Cryptocurrency exchange Coinbase Global Inc on Wednesday made a dramatic stock market debut amid frenzied interest in bitcoin and other virtual currencies, despite concerns about a bubble.
The enterprise, the first company devoted entirely to cryptocurrency to list on a US stock exchange, debuted on the NASDAQ Composite at US$381 per share, 52 percent above its reference price, and rose as high as US$429.54 before finishing the day at US$328.28.
The company ended the day with a market value of about US$86 billion, after topping US$100 billion earlier in the session.
Photo: Bloomberg
Coinbase chose a direct listing, which does not allow it to raise new funds, but does offer current shareholders — founders, employees and historical investors — the opportunity to sell their shares on the market.

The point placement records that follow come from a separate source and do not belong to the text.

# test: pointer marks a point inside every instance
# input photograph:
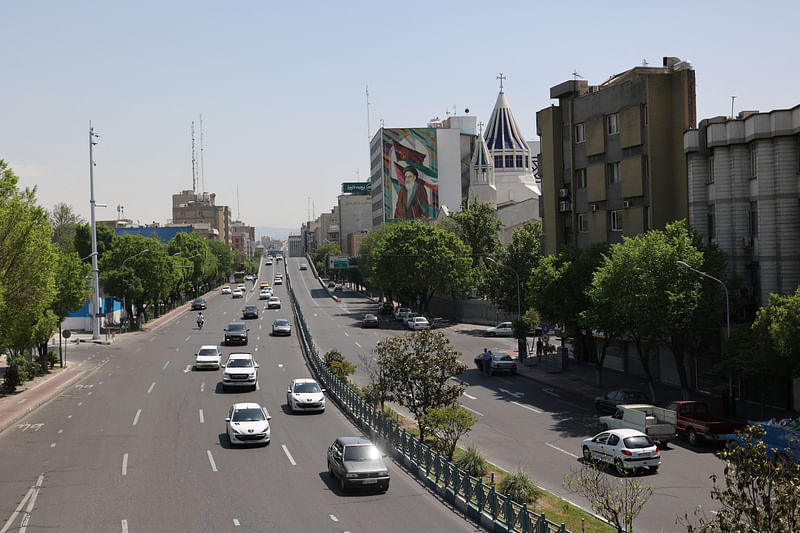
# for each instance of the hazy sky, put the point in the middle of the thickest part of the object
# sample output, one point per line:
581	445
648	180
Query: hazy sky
281	85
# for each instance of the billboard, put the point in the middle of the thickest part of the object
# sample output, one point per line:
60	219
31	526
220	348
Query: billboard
410	174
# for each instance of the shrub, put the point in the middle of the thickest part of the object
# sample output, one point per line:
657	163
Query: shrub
519	487
473	462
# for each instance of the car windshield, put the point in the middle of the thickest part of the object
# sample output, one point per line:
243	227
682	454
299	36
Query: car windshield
361	453
306	387
639	441
251	414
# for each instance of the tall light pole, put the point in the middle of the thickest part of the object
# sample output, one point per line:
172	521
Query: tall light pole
731	399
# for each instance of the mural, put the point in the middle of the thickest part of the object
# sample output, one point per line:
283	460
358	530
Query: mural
410	174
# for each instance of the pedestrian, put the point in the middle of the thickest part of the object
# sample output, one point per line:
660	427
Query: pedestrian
486	359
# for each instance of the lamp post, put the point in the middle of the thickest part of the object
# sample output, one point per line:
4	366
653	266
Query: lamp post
731	399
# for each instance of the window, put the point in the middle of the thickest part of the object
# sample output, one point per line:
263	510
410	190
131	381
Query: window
613	172
580	178
616	220
612	121
583	223
580	133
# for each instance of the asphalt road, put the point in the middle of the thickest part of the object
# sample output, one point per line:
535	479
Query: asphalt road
139	445
521	424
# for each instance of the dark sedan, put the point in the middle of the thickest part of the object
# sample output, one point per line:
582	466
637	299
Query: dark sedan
370	321
607	405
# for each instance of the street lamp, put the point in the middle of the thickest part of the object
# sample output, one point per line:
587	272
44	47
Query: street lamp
731	405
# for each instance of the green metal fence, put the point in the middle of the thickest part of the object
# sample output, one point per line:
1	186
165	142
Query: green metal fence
440	474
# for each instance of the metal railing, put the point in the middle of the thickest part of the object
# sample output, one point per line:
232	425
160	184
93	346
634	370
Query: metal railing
449	481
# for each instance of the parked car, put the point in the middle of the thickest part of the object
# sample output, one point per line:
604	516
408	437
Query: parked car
607	405
236	333
503	329
207	357
250	311
370	321
657	423
281	326
501	363
247	423
240	370
626	449
356	462
305	394
696	423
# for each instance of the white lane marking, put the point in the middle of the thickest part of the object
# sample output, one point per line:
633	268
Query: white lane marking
469	409
528	407
211	460
562	450
289	455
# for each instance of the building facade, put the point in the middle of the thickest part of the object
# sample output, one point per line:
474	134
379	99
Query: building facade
612	161
744	196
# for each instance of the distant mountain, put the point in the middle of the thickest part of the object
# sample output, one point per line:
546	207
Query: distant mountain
280	234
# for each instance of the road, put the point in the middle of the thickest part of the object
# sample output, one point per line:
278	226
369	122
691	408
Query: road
521	424
139	445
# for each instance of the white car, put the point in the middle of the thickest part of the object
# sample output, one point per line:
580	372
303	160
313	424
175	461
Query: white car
305	395
418	323
247	423
626	449
208	357
241	370
503	329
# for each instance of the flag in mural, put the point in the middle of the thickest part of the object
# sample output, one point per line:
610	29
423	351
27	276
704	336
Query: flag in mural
410	173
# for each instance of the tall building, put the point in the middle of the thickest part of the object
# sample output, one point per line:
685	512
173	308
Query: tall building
612	160
743	194
189	207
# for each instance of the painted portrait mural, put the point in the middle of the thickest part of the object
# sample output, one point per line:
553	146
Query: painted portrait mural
411	181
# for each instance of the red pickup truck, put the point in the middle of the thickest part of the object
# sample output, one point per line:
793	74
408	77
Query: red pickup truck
696	422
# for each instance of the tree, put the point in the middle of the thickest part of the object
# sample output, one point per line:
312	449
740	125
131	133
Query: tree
419	367
618	500
759	491
447	425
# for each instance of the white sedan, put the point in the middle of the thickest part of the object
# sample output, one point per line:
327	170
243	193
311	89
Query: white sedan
247	423
626	449
305	395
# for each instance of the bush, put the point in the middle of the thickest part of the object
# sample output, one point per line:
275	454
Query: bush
473	462
519	487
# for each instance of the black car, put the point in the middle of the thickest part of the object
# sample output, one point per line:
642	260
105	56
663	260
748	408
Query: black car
236	333
607	405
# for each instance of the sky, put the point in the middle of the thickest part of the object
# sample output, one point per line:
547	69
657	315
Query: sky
281	86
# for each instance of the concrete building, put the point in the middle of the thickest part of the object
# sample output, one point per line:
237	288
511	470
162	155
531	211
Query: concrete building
612	160
744	192
190	207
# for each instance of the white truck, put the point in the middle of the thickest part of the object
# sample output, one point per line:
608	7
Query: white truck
656	422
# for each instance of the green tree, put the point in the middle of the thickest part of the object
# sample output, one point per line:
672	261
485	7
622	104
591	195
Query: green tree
419	367
447	425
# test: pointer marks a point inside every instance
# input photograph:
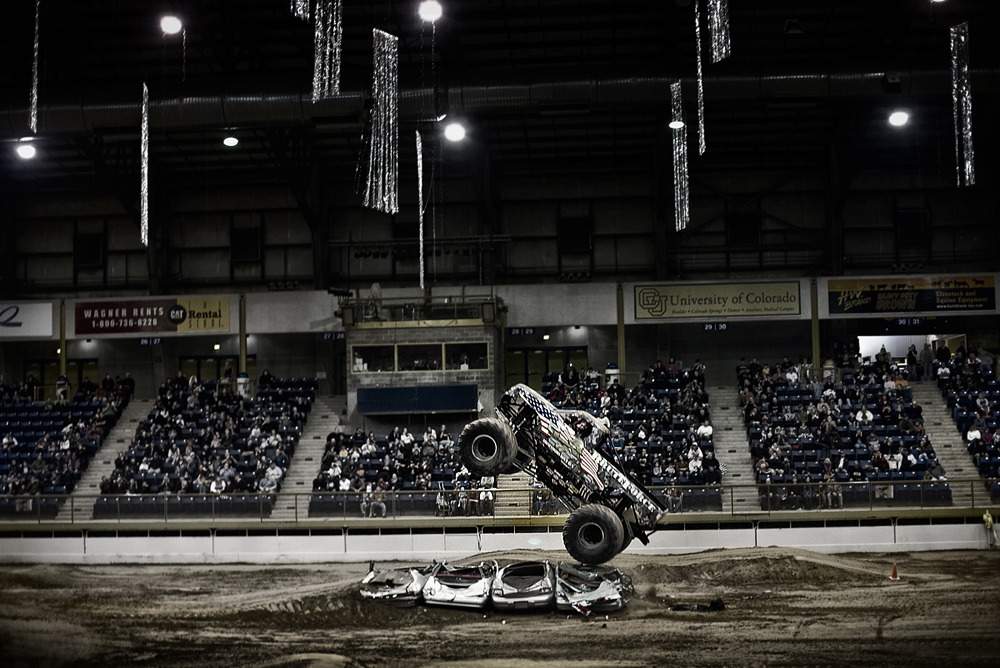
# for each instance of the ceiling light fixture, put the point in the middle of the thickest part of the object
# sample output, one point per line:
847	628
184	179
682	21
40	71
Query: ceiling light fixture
454	132
430	11
170	25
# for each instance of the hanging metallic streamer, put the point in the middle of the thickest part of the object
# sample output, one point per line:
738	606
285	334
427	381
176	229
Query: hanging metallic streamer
144	170
701	87
300	9
681	211
326	48
33	107
381	191
718	28
420	202
961	101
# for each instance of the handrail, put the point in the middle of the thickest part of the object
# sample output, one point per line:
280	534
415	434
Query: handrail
709	503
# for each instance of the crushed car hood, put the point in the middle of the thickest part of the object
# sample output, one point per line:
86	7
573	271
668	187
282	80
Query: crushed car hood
589	589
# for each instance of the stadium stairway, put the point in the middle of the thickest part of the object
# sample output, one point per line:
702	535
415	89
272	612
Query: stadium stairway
513	499
103	463
732	449
324	417
946	439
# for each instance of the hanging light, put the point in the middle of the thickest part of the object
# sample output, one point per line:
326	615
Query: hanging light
454	132
430	11
170	25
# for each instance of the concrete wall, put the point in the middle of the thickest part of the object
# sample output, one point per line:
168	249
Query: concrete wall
425	545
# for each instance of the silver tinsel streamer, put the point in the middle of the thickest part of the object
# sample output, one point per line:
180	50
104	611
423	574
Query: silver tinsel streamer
701	87
381	191
326	48
718	28
681	211
300	9
33	106
961	100
144	170
420	202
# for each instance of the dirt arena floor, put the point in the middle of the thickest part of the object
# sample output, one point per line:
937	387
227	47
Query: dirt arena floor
783	608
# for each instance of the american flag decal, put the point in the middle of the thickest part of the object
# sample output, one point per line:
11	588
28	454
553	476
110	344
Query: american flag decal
589	468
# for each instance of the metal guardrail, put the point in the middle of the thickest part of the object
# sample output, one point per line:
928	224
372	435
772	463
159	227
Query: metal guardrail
706	503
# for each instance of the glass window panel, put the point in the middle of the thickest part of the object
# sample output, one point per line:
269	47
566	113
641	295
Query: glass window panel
467	356
372	359
424	357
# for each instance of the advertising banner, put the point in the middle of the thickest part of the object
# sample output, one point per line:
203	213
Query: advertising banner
169	314
701	300
25	319
925	294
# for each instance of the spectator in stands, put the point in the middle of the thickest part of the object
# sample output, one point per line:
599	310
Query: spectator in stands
674	499
936	471
833	495
927	360
864	416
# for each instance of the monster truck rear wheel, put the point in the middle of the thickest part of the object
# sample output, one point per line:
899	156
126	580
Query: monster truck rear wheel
593	534
487	447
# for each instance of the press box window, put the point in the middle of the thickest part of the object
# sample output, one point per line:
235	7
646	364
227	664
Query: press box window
373	359
425	357
461	356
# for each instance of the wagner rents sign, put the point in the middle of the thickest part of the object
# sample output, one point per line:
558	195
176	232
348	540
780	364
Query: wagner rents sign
700	300
171	314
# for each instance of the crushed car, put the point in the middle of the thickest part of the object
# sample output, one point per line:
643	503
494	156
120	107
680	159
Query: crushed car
401	587
465	587
564	449
591	589
524	585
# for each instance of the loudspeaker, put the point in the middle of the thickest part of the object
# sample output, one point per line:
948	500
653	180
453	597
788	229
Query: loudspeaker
489	312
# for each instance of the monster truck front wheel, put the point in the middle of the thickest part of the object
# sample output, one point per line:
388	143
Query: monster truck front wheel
487	447
593	534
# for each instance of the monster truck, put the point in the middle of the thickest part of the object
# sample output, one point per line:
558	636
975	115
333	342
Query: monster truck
563	449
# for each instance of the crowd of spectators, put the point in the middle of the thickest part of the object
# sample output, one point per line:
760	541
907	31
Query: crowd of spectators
661	429
807	441
661	434
46	446
201	438
968	383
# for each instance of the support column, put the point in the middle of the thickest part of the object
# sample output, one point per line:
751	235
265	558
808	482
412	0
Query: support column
621	334
817	364
62	337
243	332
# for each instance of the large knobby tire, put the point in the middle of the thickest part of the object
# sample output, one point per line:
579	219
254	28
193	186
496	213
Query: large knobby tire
593	534
487	447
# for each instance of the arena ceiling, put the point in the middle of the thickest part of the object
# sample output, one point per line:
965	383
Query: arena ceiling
544	86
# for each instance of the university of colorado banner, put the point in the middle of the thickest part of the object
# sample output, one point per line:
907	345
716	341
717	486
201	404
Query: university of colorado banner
927	294
169	314
716	300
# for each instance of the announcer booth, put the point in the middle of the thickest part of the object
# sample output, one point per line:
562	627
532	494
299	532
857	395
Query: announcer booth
418	362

The company has benefited from bitcoin’s meteoric rise over the past year, with the cryptoasset’s price rising from US$6,500 last April to new records of as high as US$64,000 on Wednesday, before retreating somewhat.
Other virtual currencies — such as ether, litecoin or stellar lumens — have also surged in line with bitcoin.
The Coinbase entry “is potentially a watershed event for the crypto industry,” Wedbush Securities Inc analyst Daniel Ives said. “Coinbase is a foundational piece of the crypto ecosystem and is a barometer for the growing mainstream adoption of bitcoin and crypto for the coming years, in our opinion.”
Founded in 2012 in San Francisco by Brian Armstrong and Fred Ehrsam, the platform allows users to buy and sell about 50 cryptocurrencies, including bitcoin and ether.
In the first quarter, Coinbase had 56 million users and more than 6 million people per month making transactions, a company report showed.
The company reported that revenue in the first quarter increased almost 10-fold year-on-year to US$1.8 billion, while profit increased 25-fold, in the range of US$730 million to US$800 million.
If the situation seems favorable to Coinbase, questions remain the order of the day among observers, who recall the company’s dependence on the price of virtual currencies, which tend to be volatile.
On Wednesday, US Federal Reserve Chairman Jerome Powell told the Economic Club of Washington that cryptocurrencies are “really vehicles for speculation.”
“No one is using them for payments, for example, like the dollar,” Powell said. “It’s a little bit like gold... For thousands of years, human beings have given gold this special value that it doesn’t have from an industrial standpoint, but nonetheless for thousands of years, they’ve done so.”
Before its spectacular rise over the past few months, bitcoin had experienced setbacks, particularly in 2018 when it kept falling.
Some are also drawing attention to the distrust of lawmakers in several countries who are concerned about cryptocurrencies being used for illicit purposes.
“The bigger question is whether any valuation is sustainable, particularly given how many governments aren’t particularly enamored of cryptocurrencies,” CMC Markets UK chief market analyst Michael Hewson said. “Future regulation is likely to be a clear-and-present danger and a probable headwind.”
Coinbase was recently charged by the US Commodity Futures Trading Commission with “reporting false, misleading or inaccurate” information about cryptocurrencies, and manipulating the market between 2015 and 2018.
In a settlement, Coinbase paid a US$6.5 million fine and it was forced to push back its listing date on Wall Street.